10.6 Effect of Agreement. This Agreement shall be binding upon, and inure to the benefit of, the Parties hereto and their successors and permitted assigns.
10.7 Entire Agreement. This Agreement (including without limitation subsequently effective Schedules) constitutes the entire Agreement between the Parties with respect to the subject matter hereof, and supersedes and replaces any and all prior agreements or arrangements between the Parties, whether oral or written.
10.8 Relationship of Parties. The Parties agree that, in performing any and all Services, the Customer is an independent contractor. NetClaim Solutions assumes no liability or responsibility for obligations of Customer in respect of its customers or any other Person. Nothing in this Agreement shall be construed to make NetClaim Solutions a partner, joint venturer or employee of the other Party. Nothing in this Agreement shall be construed to make Vendor responsible for complying with any disclosure, reporting or other requirement of the other Party’s business or operations.
10.9 Business Associate: Current Federal Guidelines, as stated by the United States Department of Health and Human Services, and outlined within the Health Insurance Portability and Accountability Act of 1996 (“HIPAA”) regulations, allow for the assignment and recognition of a “Business Associate” relationship, between two organizations, where as one of the organizations is able to perform certain functions and services for the other organization, as required by federal and state regulations, so as to facilitate compliance with said regulations. Considering the Business Associate relationship between the Parties a Business Associate Agreement shall be executed between the parties.

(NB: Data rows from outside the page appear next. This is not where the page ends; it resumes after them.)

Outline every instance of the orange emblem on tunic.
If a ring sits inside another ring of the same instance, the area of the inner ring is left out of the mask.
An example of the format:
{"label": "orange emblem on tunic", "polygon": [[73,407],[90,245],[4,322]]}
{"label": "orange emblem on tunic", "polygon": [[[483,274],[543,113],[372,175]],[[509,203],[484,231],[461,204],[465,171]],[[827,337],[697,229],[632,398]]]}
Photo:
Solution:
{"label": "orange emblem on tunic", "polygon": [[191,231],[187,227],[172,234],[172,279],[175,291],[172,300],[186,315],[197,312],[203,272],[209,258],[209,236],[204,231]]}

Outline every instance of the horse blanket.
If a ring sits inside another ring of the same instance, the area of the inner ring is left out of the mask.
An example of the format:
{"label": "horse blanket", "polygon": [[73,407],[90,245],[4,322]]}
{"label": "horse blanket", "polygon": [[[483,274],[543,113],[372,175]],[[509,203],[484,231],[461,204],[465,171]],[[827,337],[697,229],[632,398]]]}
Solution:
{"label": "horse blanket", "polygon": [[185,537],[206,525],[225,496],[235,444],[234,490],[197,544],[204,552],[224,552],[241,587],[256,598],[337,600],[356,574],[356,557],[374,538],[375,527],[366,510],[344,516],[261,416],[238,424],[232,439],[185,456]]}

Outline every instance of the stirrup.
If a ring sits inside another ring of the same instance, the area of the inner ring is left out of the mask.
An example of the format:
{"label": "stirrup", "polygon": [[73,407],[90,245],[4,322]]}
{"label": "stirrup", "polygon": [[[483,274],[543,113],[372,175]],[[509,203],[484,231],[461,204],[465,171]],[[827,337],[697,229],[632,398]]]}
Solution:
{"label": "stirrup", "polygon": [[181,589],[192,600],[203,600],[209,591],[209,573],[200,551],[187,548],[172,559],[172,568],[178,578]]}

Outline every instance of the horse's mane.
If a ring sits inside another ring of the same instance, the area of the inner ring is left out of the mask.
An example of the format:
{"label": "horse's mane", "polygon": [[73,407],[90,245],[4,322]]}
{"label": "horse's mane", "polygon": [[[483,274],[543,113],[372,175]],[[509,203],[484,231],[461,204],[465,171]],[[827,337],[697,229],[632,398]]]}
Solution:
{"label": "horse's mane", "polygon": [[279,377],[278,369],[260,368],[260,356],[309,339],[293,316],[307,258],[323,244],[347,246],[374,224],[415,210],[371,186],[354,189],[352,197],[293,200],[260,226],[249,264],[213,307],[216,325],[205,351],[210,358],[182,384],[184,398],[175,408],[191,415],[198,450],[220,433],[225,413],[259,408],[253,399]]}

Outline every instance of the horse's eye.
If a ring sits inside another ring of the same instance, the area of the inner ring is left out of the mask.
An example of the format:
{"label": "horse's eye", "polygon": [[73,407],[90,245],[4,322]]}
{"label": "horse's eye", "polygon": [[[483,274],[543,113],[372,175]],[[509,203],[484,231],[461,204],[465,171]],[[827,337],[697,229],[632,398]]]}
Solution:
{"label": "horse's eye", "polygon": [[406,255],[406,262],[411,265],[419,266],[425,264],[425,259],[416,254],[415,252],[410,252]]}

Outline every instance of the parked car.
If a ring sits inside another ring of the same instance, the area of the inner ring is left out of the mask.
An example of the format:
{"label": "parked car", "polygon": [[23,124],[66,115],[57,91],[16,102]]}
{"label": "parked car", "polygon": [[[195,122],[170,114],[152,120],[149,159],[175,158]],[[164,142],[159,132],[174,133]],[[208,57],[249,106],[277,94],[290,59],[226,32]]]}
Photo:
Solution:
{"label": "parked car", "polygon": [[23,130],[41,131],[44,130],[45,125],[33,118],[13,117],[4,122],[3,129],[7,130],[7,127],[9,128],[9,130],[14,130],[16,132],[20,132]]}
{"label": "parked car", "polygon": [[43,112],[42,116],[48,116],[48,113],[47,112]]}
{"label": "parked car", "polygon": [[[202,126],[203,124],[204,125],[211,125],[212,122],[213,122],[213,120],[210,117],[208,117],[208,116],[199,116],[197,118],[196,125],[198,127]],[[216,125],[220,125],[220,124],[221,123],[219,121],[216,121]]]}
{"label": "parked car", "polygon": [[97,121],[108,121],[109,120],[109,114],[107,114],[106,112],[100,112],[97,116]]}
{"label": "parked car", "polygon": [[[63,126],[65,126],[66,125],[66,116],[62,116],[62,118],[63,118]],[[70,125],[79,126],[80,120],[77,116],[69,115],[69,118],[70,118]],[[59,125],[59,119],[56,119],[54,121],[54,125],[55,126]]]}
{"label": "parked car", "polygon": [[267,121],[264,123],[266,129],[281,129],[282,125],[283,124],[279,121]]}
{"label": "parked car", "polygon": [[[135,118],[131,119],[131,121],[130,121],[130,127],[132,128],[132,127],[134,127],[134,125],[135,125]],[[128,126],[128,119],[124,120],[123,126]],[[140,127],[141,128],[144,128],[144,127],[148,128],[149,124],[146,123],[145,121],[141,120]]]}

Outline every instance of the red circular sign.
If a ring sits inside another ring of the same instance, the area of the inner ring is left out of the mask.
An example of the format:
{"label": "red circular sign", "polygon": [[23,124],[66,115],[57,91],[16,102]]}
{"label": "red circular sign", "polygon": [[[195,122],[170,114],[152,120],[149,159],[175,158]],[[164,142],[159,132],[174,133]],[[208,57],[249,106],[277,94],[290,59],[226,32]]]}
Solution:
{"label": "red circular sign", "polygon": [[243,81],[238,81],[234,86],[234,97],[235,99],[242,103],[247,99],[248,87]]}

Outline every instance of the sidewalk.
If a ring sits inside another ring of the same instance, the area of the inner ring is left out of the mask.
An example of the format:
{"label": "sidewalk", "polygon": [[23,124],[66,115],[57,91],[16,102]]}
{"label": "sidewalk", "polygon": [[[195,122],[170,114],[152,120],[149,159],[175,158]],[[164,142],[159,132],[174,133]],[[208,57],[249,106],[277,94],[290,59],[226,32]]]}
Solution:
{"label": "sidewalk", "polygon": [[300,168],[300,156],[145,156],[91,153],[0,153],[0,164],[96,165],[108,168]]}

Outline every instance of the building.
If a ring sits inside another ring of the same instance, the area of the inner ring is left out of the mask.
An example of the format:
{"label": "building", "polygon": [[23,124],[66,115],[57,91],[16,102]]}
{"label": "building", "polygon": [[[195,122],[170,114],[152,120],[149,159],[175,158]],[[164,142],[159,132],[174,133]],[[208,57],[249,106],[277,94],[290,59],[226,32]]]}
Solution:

10.10 Non-solicitation. During the term of the Agreement and for six (6) months after any termination or expiration of the Agreement, neither party shall, alone or in association with others, solicit any employee or contractor of the other party (or its subsidiaries) to terminate its employment or contracting relationship with the other party or its subsidiaries. Nothing herein shall preclude either party from hiring employees or contractors of the other party (or its subsidiaries) to the extent such employees or contractors respond, without any solicitation by or on behalf of the hiring party, to advertisements or job openings published or otherwise made generally available to the public by the hiring party.
10.11 Assignment; Subcontracting. NetClaim Solutions may assign this Agreement or any rights or obligations under the Agreement to a third party to which it sells all or substantially all of its assets. Customer may not assign the Agreement or any rights or obligations hereunder without the prior written consent of NetClaim Solutions, which consent shall not be unreasonably withheld or delayed; any such assignment without the prior consent of NetClaim Solutions shall be void. NetClaim Solutions may use subcontractors to perform Service (or portions thereof); provided, however, that such subcontracting shall not relieve NetClaim Solutions from responsibility for performance of its duties hereunder.
THE CUSTOMER ACKNOWLEDGES AND AGREES THAT CUSTOMER HAS CAREFULLY READ THIS LICENSE AGREEMENT IN ITS ENTIRETY, HAS HAD THE OPPORTUNITY TO CONSULT WITH ATTORNEYS AND OTHER ADVISORS CONCERNING THIS AGREEMENT, AND INTENDS TO BE LEGALLY BOUND THE TERMS AND CONDITIONS SET FORTH BELOW.